Ce dispositif n’a pas eu le succès escompté, du fait probablement des restrictions posées à sa mise en place (notamment, une fiducie ne peut être un outil de transmission, à la différence des trusts classiques).
Les trusts ont ensuite refait parler d’eux avec la loi de 2011 qui a précisé le régime fiscal devant leur être appliqué et ainsi levé une partie de l’insécurité juridique qui entourait leur utilisation. Cette réforme avait été instituée après que la première cellule de régularisation « Woerth » (2009) eut conduit les autorités fiscales à prendre conscience de l’ampleur de l’utilisation de telles structures à l’étranger, ce qui n’a d’ailleurs pas été démenti par la phase de régularisation ouverte depuis 2013.
Tout cela a donc contribué à clarifier le régime fiscal des trusts en France, qui tend à se normaliser, ainsi qu’en atteste encore la décision rendue par le Conseil constitutionnel le 1er mars dernier : les Sages ont en effet censuré certaines dispositions de l’article 123 bis du CGI3 qui ne permettaient pas au contribuable d’apporter la preuve que la structure étrangère (en ce compris les trusts) n’avait pas été mise en place uniquement pour des fins d’optimisation fiscale.
Alors que leur régime fiscal se précise désormais, est-il possible d’imaginer que les trusts deviennent un outil de gestion patrimoniale à part entière pour les contribuables résidents de France ?
UN RÉGIME FISCAL QUI SE PRÉCISE
La loi de finances rectificative du 29 juillet 2011 a défini le régime fiscal applicable aux trusts, tant en matière d’impôt sur le revenu que d’ISF et de droits de mutation.
Certaines questions demeurent toutefois non entièrement réglées.

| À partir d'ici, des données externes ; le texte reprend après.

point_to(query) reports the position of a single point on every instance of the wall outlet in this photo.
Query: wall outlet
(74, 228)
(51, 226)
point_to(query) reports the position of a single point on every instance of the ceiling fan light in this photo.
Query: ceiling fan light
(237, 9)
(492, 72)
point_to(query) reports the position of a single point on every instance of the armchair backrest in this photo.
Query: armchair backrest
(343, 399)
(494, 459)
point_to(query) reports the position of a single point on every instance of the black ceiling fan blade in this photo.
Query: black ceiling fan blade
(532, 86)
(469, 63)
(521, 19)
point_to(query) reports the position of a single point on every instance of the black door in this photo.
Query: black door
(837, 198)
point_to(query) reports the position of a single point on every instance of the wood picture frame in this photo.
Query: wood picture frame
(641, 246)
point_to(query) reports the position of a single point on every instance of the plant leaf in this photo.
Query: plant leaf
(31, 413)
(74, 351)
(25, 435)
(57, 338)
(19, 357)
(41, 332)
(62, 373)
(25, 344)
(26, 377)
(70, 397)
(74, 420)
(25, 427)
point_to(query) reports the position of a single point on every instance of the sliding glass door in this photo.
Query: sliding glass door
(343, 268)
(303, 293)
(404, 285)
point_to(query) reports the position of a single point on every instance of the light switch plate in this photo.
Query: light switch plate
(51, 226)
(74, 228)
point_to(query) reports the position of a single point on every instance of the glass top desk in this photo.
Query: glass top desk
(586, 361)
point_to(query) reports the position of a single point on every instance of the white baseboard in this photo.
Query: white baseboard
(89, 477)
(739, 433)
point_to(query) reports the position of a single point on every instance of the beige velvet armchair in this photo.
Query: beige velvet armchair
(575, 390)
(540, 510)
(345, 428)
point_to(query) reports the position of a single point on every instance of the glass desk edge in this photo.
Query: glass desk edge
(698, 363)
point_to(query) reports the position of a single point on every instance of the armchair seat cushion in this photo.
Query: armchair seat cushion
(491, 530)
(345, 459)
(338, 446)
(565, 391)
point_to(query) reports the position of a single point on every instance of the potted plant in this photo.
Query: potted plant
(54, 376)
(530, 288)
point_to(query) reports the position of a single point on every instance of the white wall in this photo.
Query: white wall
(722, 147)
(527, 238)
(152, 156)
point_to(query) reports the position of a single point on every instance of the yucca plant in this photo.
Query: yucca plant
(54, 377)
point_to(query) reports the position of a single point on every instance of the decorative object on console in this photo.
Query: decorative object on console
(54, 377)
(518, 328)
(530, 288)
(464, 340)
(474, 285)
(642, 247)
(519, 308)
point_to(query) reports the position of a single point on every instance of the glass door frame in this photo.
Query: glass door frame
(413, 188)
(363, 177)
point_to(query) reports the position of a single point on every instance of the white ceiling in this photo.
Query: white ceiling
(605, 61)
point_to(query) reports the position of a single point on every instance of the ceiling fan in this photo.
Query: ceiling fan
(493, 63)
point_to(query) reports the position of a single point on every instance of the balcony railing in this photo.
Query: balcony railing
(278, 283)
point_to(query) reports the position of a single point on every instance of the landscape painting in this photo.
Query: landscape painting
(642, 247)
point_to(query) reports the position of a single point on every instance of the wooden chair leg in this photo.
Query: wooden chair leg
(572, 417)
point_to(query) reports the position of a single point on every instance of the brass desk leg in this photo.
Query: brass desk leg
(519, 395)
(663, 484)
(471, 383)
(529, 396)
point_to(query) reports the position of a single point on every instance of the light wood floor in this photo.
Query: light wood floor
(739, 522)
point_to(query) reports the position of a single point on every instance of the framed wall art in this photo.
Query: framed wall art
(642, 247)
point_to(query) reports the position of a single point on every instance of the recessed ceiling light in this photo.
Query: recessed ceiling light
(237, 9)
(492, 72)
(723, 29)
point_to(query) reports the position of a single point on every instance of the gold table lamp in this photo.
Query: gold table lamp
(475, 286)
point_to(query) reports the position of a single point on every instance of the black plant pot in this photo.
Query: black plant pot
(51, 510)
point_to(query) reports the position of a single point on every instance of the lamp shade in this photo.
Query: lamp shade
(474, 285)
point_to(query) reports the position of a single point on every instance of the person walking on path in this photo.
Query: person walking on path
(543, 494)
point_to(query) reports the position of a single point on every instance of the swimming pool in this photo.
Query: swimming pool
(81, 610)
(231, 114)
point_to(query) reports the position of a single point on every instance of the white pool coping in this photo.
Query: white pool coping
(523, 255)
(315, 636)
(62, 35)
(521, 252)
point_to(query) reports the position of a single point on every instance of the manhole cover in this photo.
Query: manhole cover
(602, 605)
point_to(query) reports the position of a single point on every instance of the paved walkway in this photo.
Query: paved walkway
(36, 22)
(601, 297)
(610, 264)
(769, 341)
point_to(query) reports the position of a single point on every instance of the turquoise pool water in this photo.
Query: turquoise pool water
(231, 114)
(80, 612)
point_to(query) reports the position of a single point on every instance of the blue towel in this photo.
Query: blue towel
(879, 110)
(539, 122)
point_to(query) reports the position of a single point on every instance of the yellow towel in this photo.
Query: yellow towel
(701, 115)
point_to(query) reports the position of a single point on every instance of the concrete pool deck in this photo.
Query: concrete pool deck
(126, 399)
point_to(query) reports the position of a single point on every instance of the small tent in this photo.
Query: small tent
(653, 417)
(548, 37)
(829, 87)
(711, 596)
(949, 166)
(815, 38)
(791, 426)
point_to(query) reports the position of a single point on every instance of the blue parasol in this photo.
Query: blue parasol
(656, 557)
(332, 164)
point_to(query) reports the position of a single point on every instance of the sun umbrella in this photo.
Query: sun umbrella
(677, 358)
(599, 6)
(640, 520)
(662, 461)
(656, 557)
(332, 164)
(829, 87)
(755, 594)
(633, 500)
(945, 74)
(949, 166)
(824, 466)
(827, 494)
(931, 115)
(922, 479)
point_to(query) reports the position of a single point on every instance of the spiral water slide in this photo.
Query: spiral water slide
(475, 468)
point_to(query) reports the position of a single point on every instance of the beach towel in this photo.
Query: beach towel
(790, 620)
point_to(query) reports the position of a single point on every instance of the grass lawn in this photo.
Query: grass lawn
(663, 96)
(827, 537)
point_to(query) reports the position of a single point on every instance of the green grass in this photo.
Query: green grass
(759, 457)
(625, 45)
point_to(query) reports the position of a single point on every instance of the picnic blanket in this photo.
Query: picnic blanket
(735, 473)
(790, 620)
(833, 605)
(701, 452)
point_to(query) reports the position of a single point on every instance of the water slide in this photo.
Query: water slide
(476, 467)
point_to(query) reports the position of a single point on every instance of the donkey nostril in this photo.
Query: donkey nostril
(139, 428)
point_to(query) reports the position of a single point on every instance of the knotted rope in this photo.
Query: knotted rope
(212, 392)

• En matière d’impôt sur le revenu, les distributions en provenance d’un trust sont assujetties au barème progressif de l’impôt sur le revenu ainsi qu’aux prélèvements sociaux (15,50 %). Comme on l’a vu, le bénéficiaire d’un trust pourrait également être taxable sur les revenus perçus par le trust et qui n’auraient pas été distribués, en application de l’article 123 bis du CGI. La décision récente du Conseil constitutionnel5 aboutira toutefois, sans doute, à ce qu’il puisse être fait échec à ce dispositif pénalisant à condition de démontrer que le trust n’a pas été mis en place à des seules fins d’optimisation fiscale.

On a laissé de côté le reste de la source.